| By David Strom | Article Rating: |
|
| February 18, 2013 08:00 AM EST | Reads: |
2,268 |
It isn’t often that you can get access to a thousand-node network to test your latest app, but thanks to the efforts of EMC’s Greenplum unit and some additional computing vendors, you can, and more amazingly, it is free of charge too.
The network was announced last fall at Strata and connects 1,000 specialized servers from Supermicro running dual Intel Xeon processors with 48 GB of RAM apiece along with Mellanox 10 GB Ethernet adapters and switches, and a total of 12,000 Seagate 2 TB drives. It is all contained within Greenplum’s Las Vegas data center, with the goal of having the largest publicly accessible Hadoop cluster around. While Yahoo and eBay and others have some fairly large Hadoop clusters, they generally don’t let anyone else come in and try out their apps. The cluster goes under the name of Analytics Workbench. On this page, you can click on the “learn more” button and submit your name if you are interested in using the cluster.
The goal, according to Greenplum staffers, is to have a community and collaborative big data platform that can be applied to a set of analytical problems that have wide appeal. When the Strata announcement was made last fall, Greenplum stated that they wanted to eventually publish any results from the cluster, but they haven’t yet. Intel was one of the first clients to use the workbench (and running a thousand-node job too), but they are still reviewing their results.
Other clients that are running tests on the cluster include Mellanox and VMware, who both donated gear to power it, and a research team from the University of Central Florida.

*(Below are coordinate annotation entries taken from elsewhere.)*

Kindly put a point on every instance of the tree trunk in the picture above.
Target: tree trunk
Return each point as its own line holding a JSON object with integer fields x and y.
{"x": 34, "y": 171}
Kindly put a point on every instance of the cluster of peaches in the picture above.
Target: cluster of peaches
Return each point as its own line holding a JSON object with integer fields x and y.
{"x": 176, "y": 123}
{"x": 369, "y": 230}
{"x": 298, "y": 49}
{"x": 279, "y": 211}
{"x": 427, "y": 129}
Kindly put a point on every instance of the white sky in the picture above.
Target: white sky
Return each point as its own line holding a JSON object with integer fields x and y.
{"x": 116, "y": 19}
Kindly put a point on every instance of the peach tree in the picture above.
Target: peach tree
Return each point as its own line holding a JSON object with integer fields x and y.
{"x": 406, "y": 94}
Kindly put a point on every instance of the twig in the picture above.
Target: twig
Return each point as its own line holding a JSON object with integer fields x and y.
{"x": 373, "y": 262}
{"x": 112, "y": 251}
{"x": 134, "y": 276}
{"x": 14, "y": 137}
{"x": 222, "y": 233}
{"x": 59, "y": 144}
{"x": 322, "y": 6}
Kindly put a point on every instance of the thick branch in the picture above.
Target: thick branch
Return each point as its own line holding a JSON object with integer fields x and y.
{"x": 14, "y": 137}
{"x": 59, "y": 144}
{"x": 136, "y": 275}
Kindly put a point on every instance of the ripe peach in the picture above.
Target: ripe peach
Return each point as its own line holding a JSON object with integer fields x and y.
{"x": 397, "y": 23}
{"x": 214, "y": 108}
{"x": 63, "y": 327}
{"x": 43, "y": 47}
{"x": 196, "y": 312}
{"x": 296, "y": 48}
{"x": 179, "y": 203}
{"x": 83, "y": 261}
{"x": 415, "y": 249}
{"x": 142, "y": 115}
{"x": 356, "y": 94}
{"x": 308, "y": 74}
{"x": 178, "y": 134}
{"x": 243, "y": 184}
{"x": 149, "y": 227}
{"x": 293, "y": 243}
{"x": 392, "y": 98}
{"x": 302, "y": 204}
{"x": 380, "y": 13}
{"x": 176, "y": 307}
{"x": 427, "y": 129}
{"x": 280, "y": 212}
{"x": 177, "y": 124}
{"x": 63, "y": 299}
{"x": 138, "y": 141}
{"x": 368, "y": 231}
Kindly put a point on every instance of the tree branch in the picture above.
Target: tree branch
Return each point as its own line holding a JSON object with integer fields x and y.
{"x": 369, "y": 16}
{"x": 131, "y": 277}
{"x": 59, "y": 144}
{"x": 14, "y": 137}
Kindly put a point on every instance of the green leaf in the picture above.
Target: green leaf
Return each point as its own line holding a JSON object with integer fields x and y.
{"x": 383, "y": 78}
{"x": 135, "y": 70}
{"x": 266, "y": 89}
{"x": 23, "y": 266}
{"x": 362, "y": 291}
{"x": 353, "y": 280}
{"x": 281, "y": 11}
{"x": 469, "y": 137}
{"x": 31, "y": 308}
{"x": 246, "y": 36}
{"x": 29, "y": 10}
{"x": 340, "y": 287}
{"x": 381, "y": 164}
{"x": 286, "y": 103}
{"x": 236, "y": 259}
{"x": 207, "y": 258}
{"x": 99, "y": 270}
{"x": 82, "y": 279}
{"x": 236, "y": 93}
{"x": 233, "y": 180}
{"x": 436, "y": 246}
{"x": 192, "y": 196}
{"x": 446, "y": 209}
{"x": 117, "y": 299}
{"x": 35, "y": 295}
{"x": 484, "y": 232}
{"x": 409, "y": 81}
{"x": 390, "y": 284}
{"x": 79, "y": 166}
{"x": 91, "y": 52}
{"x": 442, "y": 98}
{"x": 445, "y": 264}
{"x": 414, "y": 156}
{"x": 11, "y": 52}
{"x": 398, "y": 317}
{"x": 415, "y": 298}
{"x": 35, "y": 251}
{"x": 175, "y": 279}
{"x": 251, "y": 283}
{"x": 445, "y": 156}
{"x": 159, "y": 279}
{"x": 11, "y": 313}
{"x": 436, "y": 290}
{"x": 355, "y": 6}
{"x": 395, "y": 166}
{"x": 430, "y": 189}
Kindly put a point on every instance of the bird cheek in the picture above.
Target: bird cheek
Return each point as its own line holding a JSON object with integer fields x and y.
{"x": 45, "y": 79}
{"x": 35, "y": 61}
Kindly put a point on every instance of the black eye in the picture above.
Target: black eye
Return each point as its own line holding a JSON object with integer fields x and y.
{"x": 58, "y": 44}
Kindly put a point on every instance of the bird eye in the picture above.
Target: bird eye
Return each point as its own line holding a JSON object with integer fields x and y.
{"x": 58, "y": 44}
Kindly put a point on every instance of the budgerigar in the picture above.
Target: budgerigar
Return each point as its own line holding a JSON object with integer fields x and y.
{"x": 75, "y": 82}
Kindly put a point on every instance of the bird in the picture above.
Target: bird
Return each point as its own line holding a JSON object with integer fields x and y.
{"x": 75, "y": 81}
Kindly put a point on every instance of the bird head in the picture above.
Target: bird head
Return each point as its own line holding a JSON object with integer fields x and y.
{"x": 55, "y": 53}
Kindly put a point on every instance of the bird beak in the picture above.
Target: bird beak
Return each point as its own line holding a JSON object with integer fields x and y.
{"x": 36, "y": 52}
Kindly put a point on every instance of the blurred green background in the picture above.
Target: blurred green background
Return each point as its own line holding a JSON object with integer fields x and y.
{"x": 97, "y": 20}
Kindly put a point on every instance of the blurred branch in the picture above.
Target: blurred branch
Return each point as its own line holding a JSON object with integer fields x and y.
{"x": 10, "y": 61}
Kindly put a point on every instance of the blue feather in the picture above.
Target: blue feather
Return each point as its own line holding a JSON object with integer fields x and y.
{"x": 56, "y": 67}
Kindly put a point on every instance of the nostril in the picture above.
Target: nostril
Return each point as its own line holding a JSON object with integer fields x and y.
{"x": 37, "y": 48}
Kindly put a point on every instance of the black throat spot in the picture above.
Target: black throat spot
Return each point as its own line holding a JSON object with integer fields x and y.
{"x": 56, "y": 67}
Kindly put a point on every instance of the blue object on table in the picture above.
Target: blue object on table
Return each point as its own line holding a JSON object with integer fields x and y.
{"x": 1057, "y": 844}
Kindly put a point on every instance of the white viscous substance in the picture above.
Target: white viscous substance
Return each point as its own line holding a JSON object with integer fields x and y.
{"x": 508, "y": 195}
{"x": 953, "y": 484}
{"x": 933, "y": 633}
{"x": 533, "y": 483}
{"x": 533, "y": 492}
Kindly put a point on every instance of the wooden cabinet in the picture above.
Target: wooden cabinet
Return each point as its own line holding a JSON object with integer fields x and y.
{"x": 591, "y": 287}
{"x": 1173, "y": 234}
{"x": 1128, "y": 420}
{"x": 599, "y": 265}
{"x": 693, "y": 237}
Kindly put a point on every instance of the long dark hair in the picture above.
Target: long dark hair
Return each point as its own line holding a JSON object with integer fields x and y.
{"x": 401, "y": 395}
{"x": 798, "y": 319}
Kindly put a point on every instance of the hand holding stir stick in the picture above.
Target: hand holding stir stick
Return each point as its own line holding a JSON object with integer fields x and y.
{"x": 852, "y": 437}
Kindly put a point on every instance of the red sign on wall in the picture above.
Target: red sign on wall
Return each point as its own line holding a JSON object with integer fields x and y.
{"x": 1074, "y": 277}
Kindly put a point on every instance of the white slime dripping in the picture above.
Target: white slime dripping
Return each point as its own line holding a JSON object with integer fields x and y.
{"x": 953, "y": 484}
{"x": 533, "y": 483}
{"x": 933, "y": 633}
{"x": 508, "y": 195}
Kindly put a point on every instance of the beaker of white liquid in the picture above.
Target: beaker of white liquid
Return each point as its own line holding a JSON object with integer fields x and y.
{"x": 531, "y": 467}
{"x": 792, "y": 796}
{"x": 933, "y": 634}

A group from NASA Goddard is using it to perform an analysis of historical weather patterns. The cluster formally opened up in July, and yes, it is really is free of charge. Applicants need to be vetted and work closely with the Greenplum engineers to get their apps uploaded and configured to the cluster.
“We accept bids based on any submitted application and developers can request specific time and resources,” says William Davis, one of the Greenplum product marketers involved with the cluster’s creation. Applications are reviewed by an internal group of Hadoop experts called the Jedi Council, and they try to select who will have the best fit for the next test run on the cluster.
Greenplum intends to use the cluster in a variety of ways besides public testing. Sometime next quarter they will launch a training program for Hadoop. A unique aspect of the program is that each member of the course will be granted access to the cluster to use as a sandbox environment for their own project. They are still working out the details on how this will work. The company has other fee-based programs to leverage its experience with this cluster, including what it calls its Analytics Lab packages. This uses their team of data scientists on specific vertical markets or particular custom applications.
There are several other tools that are offered on the cluster in addition to Hadoop including MapReduce, the parallel job processing software; VMware’s Rubicon system management team; and standard Hadoop add-ons such as Hive, Pig, and Mahout.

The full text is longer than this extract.